Через месяц возвратился в Москву князь Голицын. При первом свидании с Чаадаевым он расхохотался со словами: «Ça n’a que trop duré; il faut pourtant que cette farce finisse». [Это слишком долго тянулось, нужно, наконец, покончить с этим фарсом. –
Таким образом началось и кончилось это приключение, получившее такую известность и в России, и за границей[229].
Справедливость требует прибавить, что великодушному, бескорыстному и, надо сказать, довольно смелому заступничеству князя Голицына Чаадаев не показал той благодарности, которою был, несомненно, обязан.
Первое время своего заточения Чаадаев провел в крайнем смущении и большом малодушии. Сначала он совершенно растерялся. Потом, более и более вдумываясь в положение, более и более усматривая, что если кто «в авантаже обретался», так уж наверное не те, которые его объявили сумасшедшим, он с этим положением примирился и даже нашел в нем удовлетворение своему тщеславию и своей гордости. Он начал его нести с исполненным достоинства спокойствием, заслуживающим всякой похвалы и даже некоторого удивления. Из окружавших государя, в том числе считая и царского брата великого князя Михаила Павловича, все, без исключения, были ему лично знакомы, некоторые довольно коротко. Из них, конечно и несомненно, все или почти что все не отказались бы за него похлопотать, если бы об том были попрошены. Никого он не беспокоил, ни к кому ни с одним словом не отнесся. Действовал только князь Д. В. Голицын[230], и то руководимый не просьбами, а более всего собственным личным побуждением.
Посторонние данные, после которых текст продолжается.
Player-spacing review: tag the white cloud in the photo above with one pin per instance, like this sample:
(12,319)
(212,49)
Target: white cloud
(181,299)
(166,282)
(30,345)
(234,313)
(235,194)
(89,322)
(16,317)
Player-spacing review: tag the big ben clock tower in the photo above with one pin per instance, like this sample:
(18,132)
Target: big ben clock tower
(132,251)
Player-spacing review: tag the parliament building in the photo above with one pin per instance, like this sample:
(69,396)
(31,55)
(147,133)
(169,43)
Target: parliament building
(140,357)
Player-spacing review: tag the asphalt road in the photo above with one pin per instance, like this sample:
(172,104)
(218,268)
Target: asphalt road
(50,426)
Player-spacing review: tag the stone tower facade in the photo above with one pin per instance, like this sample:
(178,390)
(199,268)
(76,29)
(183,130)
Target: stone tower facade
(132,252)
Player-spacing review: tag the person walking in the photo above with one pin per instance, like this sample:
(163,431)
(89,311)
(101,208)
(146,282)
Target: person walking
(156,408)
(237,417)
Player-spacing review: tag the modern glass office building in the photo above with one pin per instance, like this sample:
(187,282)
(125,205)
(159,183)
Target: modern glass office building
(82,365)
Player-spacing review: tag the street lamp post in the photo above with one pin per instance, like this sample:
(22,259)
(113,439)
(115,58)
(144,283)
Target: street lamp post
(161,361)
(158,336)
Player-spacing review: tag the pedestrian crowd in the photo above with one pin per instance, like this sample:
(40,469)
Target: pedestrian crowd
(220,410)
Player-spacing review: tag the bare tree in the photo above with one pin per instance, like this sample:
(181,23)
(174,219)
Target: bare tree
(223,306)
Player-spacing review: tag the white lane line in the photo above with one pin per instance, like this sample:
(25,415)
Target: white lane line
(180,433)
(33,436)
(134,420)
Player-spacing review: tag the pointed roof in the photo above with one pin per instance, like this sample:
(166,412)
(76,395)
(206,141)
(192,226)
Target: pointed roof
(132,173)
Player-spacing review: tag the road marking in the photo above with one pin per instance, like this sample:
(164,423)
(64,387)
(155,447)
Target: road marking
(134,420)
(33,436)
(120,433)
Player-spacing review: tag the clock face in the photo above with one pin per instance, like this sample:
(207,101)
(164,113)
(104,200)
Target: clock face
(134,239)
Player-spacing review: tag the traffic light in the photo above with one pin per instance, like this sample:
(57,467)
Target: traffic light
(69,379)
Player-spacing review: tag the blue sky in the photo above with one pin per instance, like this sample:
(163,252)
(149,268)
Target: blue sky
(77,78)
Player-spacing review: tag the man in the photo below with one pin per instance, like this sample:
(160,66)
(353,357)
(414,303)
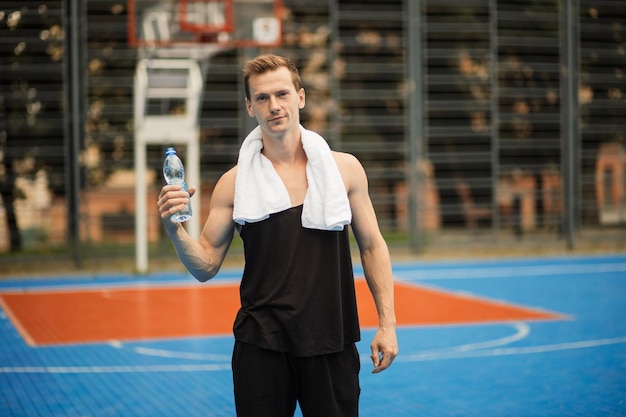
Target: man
(296,330)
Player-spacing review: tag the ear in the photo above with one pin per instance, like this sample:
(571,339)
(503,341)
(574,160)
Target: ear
(249,108)
(302,96)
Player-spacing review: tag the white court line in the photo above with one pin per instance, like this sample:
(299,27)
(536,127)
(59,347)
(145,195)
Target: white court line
(113,369)
(416,357)
(584,344)
(509,271)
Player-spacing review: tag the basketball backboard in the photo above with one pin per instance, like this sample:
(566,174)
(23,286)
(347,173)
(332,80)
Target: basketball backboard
(227,23)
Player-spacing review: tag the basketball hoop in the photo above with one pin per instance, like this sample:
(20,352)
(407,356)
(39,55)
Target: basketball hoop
(185,23)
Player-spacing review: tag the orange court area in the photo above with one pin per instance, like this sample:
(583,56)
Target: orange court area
(54,317)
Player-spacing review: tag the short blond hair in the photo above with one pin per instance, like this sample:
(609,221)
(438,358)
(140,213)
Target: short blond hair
(269,62)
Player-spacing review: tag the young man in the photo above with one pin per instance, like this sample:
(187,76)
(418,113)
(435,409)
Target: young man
(296,331)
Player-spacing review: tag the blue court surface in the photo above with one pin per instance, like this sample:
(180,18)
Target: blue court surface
(574,365)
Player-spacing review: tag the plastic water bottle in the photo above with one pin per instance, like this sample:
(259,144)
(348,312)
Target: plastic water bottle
(174,173)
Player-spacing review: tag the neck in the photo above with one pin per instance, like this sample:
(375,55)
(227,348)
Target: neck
(284,149)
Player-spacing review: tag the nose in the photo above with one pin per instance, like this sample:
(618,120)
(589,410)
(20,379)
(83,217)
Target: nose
(274,107)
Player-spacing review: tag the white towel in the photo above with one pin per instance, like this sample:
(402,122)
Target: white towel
(259,191)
Поведение личных друзей Чаадаева, т. е. почти всего мыслящего и просвещенного меньшинства московского народонаселения, и даже всех его знакомых, исполненное самого редкого утонченного благородства, было выше всякой похвалы. Чаадаев в несчастий сделался предметом общей заботливости и общего внимания. Все наперерыв старались ему обнаружить знаки своего участия и своего уважения, и это не в одной Москве только. Замечательно, что наиболее с ним несогласные, самые с ним в мнениях противоположные[231], были в то же время и наиболее к нему симпатичными и предупредительными. Если поименовать тех, которые показали себя в это время с такими редкими свойствами благородства и независимости характера, то надобно было бы назвать почти всех его знакомых. Были, конечно, и исключения, но они едва заметны в общем единодушном порыве. Чаадаев гордился, что «посреди раздражительного прения, им возбужденного, и в самом его разгаре не видал обращения против себя ни одной из серьезных симпатий, до того к нему милостиво склонявшихся, и надеялся, что Россия ему про то попомнит».